第17回 日本産業衛生学会 産業医・産業看護全国協議会のシンポジウムで、「職場のメンタルヘルス不調の早期発見・早期対応」をテーマに発表をしてきました。

メンタルヘルス不調者の早期発見を行うポイントは、次の4つです。

(1) 管理監督者へのラインケア教育
(2) 一般社員へのセルフケア教育
(3) 相談窓口の整備と周知
(4) 早期発見のための情報収集

中でも「職場の上司に早く見つけてもらって」「相談窓口に早くつないでもらう」ことが効果的です。そのためには、(1)管理監督者の教育、(3)相談窓口の整備をしっかり行うことが大切です。

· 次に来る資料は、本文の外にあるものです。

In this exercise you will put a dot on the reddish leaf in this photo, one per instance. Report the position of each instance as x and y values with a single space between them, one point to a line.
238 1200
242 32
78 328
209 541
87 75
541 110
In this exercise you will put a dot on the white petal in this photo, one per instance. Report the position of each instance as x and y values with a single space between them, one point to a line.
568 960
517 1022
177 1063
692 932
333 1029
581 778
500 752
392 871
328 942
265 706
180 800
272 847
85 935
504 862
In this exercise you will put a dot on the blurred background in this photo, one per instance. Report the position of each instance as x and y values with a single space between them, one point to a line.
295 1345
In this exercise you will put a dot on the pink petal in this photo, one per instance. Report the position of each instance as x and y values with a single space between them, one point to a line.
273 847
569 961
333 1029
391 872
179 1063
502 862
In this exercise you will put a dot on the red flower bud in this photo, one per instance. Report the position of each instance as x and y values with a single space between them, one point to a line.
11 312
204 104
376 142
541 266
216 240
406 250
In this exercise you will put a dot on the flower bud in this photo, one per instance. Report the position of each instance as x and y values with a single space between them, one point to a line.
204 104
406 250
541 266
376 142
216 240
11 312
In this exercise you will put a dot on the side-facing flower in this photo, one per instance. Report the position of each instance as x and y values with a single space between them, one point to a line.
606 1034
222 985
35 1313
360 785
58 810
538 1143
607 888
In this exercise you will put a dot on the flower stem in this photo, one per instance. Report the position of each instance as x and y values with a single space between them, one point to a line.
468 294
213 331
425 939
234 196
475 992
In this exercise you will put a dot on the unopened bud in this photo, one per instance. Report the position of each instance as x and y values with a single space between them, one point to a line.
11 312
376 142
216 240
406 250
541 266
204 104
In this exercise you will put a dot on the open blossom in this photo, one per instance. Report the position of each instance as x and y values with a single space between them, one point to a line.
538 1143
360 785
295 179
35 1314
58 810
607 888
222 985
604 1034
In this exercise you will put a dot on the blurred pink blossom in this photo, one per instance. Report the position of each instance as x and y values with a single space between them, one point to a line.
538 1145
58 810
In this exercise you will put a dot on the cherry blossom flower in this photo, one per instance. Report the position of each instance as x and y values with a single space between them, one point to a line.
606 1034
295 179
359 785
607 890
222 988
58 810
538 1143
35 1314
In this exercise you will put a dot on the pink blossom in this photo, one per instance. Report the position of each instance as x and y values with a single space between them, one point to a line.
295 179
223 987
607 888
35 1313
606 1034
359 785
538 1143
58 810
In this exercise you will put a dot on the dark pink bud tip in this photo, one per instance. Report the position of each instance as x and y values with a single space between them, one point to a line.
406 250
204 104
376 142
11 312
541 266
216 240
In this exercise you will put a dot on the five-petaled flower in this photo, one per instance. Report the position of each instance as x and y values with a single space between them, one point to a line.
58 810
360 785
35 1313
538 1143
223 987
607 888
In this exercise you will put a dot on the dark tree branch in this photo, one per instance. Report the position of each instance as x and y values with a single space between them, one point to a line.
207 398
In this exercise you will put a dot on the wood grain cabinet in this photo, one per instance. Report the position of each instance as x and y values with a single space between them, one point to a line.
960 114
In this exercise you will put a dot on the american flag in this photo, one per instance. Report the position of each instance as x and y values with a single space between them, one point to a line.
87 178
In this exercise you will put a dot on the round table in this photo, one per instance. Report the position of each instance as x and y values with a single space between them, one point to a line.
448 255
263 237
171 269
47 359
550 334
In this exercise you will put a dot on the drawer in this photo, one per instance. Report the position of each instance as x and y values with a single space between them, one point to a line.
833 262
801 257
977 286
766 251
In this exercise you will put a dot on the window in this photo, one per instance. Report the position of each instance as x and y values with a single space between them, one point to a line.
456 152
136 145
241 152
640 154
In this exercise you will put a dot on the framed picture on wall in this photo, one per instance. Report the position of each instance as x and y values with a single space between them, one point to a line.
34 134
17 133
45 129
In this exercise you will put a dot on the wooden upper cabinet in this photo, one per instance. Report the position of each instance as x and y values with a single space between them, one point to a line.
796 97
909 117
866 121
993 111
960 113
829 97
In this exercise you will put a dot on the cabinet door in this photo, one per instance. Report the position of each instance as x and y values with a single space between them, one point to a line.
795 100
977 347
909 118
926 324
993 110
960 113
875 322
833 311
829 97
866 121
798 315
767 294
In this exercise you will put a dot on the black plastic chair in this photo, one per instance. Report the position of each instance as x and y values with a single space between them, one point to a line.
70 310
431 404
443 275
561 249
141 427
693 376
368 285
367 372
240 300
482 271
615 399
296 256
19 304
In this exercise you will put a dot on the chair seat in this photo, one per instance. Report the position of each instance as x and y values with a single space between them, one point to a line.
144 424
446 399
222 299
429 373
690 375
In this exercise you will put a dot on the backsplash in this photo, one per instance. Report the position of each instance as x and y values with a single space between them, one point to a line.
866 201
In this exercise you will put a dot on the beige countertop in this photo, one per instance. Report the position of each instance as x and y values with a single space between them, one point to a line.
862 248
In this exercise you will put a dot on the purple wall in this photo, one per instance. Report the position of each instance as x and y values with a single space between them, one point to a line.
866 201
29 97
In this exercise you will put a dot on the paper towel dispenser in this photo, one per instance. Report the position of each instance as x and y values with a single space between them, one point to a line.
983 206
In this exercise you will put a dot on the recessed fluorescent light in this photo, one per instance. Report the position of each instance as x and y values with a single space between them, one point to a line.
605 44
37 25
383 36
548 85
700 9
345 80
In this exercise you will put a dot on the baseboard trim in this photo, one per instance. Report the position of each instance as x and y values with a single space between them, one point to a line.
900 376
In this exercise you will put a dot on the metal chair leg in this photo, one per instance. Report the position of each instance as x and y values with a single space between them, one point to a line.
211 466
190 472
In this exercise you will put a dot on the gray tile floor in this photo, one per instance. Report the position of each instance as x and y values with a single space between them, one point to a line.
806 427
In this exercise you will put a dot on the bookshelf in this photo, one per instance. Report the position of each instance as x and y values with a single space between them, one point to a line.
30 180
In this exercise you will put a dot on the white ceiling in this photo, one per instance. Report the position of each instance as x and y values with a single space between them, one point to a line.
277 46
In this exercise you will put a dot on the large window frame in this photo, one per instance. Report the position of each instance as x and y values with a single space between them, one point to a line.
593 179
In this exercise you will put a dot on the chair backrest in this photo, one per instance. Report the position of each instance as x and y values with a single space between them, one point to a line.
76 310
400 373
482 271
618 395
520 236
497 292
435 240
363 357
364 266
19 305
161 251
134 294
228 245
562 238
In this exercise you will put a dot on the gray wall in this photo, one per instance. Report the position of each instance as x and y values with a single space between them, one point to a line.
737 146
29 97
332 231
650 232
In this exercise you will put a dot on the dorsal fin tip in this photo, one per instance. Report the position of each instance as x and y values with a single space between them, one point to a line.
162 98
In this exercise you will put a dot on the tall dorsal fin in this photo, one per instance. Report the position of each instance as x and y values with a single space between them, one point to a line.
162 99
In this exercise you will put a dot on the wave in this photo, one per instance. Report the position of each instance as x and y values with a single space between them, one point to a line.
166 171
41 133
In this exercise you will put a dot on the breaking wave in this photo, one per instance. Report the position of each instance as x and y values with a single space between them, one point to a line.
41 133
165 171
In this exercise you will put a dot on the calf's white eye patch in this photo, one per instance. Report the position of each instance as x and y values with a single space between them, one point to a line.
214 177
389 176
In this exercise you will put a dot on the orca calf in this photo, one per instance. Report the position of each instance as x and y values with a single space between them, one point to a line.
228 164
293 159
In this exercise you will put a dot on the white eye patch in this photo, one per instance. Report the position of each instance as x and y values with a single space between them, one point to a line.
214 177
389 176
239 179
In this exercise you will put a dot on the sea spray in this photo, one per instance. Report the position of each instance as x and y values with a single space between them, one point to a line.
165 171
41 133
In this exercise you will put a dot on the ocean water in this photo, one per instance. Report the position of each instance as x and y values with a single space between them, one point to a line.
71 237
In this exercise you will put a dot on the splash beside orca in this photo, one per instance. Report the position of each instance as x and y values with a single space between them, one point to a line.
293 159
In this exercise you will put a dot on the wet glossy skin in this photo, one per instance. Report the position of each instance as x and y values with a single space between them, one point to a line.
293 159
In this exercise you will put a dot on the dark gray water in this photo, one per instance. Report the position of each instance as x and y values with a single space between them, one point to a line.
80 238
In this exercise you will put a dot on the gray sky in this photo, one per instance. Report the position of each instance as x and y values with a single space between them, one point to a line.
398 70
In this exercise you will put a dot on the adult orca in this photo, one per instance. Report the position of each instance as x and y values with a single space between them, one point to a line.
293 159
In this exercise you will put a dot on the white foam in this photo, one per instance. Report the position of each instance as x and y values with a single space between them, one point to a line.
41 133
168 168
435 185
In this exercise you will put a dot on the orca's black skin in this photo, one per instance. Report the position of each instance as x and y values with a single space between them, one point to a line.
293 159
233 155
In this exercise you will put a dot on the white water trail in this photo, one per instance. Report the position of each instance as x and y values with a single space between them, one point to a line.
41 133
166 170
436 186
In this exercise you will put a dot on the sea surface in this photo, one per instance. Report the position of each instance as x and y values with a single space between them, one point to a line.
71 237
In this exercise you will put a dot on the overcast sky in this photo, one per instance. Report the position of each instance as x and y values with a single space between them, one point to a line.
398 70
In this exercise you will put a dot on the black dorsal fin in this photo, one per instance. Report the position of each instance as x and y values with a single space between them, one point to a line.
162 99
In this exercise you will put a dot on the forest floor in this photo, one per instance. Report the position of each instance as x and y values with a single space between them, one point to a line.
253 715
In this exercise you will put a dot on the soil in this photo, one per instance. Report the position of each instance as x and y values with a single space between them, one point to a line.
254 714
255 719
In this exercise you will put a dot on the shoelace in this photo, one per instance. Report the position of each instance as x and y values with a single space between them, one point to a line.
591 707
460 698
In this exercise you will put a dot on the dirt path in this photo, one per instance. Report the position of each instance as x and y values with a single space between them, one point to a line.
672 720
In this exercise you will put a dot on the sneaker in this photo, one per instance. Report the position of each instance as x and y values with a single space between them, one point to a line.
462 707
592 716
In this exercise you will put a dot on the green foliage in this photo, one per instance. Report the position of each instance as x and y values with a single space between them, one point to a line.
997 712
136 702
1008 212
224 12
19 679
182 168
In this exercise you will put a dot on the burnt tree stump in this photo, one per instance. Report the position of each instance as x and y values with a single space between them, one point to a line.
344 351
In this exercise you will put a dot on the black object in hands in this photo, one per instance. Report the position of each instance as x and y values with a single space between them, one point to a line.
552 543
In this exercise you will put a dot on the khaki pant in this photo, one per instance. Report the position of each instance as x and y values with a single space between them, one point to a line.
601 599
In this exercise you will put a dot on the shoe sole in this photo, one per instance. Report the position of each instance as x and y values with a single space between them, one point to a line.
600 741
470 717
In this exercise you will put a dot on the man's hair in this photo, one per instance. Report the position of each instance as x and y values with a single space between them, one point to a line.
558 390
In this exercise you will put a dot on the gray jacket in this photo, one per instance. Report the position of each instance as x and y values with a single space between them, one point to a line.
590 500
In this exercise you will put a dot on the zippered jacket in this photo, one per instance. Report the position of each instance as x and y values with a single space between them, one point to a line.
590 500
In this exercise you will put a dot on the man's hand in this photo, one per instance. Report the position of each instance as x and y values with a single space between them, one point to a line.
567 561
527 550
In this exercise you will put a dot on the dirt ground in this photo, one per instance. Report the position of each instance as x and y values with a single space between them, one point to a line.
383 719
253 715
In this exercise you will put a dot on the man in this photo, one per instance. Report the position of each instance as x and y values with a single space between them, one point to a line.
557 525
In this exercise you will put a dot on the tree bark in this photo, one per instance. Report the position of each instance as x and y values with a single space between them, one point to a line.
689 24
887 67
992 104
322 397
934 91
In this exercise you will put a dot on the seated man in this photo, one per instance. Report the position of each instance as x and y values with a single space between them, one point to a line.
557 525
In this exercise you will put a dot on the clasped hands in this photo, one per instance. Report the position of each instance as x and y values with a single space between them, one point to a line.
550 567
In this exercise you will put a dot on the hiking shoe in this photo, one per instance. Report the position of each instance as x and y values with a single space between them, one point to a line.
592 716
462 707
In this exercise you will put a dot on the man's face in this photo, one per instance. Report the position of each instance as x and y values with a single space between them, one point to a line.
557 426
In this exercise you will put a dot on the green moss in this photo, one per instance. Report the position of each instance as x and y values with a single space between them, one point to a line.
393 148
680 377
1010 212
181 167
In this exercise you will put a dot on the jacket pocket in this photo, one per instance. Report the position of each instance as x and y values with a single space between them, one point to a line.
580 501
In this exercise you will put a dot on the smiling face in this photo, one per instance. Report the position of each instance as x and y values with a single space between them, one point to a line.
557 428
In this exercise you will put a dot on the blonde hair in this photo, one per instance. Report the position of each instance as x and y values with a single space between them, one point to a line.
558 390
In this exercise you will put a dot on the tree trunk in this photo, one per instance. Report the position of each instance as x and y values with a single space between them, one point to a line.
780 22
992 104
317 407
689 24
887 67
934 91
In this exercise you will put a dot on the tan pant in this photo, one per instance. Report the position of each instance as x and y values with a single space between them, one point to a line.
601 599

また、現場の情報収集や信頼関係の構築など、予防活動の基盤を作るには、産業保健スタッフと社員が日ごろからフェイス・トゥ・フェイスの関わりを持つことが有効であると強調してきました。

著名な先生方に囲まれての発表はとても緊張しましたが、とりあえず「わかりやすい説明をする」「かっこいいスライドを披露する」という目標は達成できたかなと思います。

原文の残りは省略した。